Wanted to add that we are not using auto commit since we use custom
partition assignments. In fact we never call  consumer.commitAsync() or
consumer.commitSync() calls. My assumption is that since we store our own
offsets these calls are not necessary. Hopefully this is not responsible
for the poor performance.

On Mon, Jan 25, 2016 at 9:20 PM, Rajiv Kurian <ra...@signalfx.com> wrote:

> We are using the new kafka consumer with the following config (as logged
> by kafka)
>
> metric.reporters = []
>
>         metadata.max.age.ms = 300000
>
>         value.deserializer = class
> org.apache.kafka.common.serialization.ByteArrayDeserializer
>
>         group.id = myGroup.id
>
>         partition.assignment.strategy = [org.apache.kafka.clients.consumer
> .RangeAssignor]
>
>         reconnect.backoff.ms = 50
>
>         sasl.kerberos.ticket.renew.window.factor = 0.8
>
>         max.partition.fetch.bytes = 2097152
>
>         bootstrap.servers = [myBrokerList]
>
>         retry.backoff.ms = 100
>
>         sasl.kerberos.kinit.cmd = /usr/bin/kinit
>
>         sasl.kerberos.service.name = null
>
>         sasl.kerberos.ticket.renew.jitter = 0.05
>
>         ssl.keystore.type = JKS
>
>         ssl.trustmanager.algorithm = PKIX
>
>         enable.auto.commit = false
>
>         ssl.key.password = null
>
>         fetch.max.wait.ms = 1000
>
>         sasl.kerberos.min.time.before.relogin = 60000
>
>         connections.max.idle.ms = 540000
>
>         ssl.truststore.password = null
>
>         session.timeout.ms = 30000
>
>         metrics.num.samples = 2
>
>         client.id =
>
>         ssl.endpoint.identification.algorithm = null
>
>         key.deserializer = class sf.kafka.VoidDeserializer
>
>         ssl.protocol = TLS
>
>         check.crcs = true
>
>         request.timeout.ms = 40000
>
>         ssl.provider = null
>
>         ssl.enabled.protocols = [TLSv1.2, TLSv1.1, TLSv1]
>
>         ssl.keystore.location = null
>
>         heartbeat.interval.ms = 3000
>
>         auto.commit.interval.ms = 5000
>
>         receive.buffer.bytes = 32768
>
>         ssl.cipher.suites = null
>
>         ssl.truststore.type = JKS
>
>         security.protocol = PLAINTEXT
>
>         ssl.truststore.location = null
>
>         ssl.keystore.password = null
>
>         ssl.keymanager.algorithm = SunX509
>
>         metrics.sample.window.ms = 30000
>
>         fetch.min.bytes = 512
>
>         send.buffer.bytes = 131072
>
>         auto.offset.reset = earliest
>
>
> We use the consumer.assign() feature to assign a list of partitions and
> call poll in a loop.  We have the following setup:
>
> 1. The messages have no key and we use the byte array deserializer to get
> byte arrays from the config.
>
> 2. The messages themselves are on an average about 75 bytes.
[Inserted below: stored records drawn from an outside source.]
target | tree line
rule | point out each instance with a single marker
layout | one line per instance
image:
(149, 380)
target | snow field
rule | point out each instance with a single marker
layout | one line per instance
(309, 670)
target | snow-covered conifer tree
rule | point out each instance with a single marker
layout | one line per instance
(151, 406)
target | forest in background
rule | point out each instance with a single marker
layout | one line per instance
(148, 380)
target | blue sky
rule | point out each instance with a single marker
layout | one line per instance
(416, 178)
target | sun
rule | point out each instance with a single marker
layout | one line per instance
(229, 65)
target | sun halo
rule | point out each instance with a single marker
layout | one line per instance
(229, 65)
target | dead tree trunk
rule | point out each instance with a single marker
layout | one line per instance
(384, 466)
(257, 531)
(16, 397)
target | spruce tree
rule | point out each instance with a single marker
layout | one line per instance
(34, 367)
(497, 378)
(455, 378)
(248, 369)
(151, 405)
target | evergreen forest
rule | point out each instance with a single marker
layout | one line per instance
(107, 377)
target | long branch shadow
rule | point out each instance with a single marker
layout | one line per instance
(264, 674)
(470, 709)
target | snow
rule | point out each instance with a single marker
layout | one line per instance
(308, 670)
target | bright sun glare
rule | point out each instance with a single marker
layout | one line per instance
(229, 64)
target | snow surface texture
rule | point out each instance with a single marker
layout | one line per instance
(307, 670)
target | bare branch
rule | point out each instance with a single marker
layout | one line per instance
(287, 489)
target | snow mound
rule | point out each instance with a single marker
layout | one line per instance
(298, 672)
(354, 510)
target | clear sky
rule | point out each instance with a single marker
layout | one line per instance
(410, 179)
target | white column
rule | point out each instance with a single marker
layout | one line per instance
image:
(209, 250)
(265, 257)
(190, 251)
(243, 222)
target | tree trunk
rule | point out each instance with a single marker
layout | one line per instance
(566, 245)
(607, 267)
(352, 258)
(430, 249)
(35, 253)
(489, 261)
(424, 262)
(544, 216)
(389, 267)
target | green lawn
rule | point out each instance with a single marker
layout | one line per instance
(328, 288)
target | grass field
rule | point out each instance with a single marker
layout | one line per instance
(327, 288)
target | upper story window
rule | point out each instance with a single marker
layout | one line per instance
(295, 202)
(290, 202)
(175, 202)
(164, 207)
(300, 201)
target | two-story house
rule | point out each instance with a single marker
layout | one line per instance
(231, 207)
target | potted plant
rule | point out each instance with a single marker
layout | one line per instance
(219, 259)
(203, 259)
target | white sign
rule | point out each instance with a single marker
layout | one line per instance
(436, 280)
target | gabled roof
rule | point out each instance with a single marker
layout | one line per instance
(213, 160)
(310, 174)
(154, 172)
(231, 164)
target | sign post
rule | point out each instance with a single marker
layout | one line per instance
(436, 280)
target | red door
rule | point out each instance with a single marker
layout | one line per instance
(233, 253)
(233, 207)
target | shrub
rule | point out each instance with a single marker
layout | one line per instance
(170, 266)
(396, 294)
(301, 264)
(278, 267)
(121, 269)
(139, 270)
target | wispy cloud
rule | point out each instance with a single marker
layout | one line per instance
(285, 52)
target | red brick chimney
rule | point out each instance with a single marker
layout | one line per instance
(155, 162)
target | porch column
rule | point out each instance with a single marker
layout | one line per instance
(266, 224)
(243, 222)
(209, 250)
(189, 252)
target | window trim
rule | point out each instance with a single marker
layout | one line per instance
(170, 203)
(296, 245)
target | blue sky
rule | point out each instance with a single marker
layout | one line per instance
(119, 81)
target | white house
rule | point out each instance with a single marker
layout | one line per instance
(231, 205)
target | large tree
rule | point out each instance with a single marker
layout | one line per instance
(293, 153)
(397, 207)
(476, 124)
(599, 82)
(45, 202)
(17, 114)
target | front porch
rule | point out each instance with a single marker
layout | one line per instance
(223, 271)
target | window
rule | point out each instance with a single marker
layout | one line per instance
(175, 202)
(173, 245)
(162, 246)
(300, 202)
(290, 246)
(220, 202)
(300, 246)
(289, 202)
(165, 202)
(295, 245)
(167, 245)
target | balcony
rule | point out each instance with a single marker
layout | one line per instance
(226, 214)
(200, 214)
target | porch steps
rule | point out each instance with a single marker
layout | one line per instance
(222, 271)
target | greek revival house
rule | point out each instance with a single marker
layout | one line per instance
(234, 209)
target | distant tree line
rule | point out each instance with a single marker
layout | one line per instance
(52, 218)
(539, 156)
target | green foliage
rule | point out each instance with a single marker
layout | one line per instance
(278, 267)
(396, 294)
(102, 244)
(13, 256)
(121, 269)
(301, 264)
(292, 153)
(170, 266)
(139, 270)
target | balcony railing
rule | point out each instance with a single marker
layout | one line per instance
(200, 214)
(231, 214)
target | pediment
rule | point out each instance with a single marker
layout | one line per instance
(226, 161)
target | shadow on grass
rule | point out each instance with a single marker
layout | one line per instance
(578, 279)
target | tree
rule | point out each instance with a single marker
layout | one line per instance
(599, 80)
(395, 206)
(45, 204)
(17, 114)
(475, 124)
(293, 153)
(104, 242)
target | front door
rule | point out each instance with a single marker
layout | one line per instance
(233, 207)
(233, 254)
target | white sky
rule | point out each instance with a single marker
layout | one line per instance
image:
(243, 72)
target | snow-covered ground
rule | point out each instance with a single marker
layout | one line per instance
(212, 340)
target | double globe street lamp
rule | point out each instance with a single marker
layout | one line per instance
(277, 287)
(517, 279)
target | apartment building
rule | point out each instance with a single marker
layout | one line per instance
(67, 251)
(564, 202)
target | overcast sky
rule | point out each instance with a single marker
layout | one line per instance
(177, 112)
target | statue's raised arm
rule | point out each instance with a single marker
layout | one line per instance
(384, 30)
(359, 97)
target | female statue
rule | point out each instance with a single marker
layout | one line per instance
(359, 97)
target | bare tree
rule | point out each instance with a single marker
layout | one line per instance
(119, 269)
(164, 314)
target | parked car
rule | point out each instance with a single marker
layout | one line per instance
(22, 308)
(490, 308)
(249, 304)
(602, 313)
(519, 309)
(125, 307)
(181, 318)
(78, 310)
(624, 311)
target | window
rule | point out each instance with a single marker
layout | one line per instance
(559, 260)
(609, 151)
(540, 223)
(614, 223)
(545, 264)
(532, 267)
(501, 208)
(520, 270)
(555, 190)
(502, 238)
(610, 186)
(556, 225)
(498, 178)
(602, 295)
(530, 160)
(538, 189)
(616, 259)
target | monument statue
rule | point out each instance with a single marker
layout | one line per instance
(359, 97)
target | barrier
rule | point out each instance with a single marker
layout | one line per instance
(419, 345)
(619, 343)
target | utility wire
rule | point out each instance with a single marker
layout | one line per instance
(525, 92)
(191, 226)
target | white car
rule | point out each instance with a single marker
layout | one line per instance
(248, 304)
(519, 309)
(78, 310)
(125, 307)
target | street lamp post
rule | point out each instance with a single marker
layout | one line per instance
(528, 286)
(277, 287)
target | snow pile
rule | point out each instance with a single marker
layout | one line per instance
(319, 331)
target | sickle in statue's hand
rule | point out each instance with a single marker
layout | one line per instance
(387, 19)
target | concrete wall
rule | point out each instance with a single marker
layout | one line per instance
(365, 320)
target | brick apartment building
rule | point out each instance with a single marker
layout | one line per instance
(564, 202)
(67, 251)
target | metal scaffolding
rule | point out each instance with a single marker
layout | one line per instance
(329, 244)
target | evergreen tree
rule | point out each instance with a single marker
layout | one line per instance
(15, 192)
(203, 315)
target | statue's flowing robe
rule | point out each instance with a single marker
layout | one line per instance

We get this
> number by diving the Kafka broker bytes-in metric by the messages-in metric.
>
> 3. Each consumer is assigned about 64 partitions of the same topic spread
> across three brokers.
>
> 4. We get very few messages per second maybe around 1-2 messages across
> all partitions on a client right now.
>
> 5. We have no compression on the topic.
>
> Our run loop looks something like this
>
> while (isRunning()) {
>
> ConsumerRecords<Void, byte[]> records = null;
>
>         try {
>
>             // Here timeout is about 10 seconds, so it is pretty big.
>
>             records = consumer.poll(timeout);
>
>         } catch (Exception e) {
>
>             logger.error("Exception polling Kafka ", e);
>
>             records = null;
>
>         }
>
>         if (records != null) {
>
>             for (ConsumerRecord<Void, byte[]> record : records) {
>
>                // The handler puts the byte array on a very fast ring
> buffer so it barely takes any time.
>
>                 handler.handleMessage(ByteBuffer.wrap(record.value()));
>
>             }
>
>         }
>
> }
>
>
>
> With this setup our performance has taken a horrendous hit as soon as we
> started this one thread that just polls kafka in a loop.
>
> I profiled the application using Java Mission Control and have a few
> insights.
>
> 1. There doesn't seem to be a single hotspot. The consumer just ends up
> using a lot of CPU for handing such a low number of messages. Our process
> was using 16% CPU before we added a single consumer and it went to 25% and
> above after. That's an increase of over 50% from a single consumer getting
> a single digit number of small messages per second. Here is an attachment
> of the cpu usage breakdown in the consumer (the namespace is different
> because we shade the kafka jar before using it) - http://imgur.com/tHjdVnM
>  We've used bigger timeouts (100 seconds odd) and that doesn't seem to make
> much of a difference either.
>
> 2. It also seems like Kafka throws a ton of EOFExceptions. I am not sure
> whether this is expected but this seems like it would completely kill
> performance. Here is the exception tab of Java mission control.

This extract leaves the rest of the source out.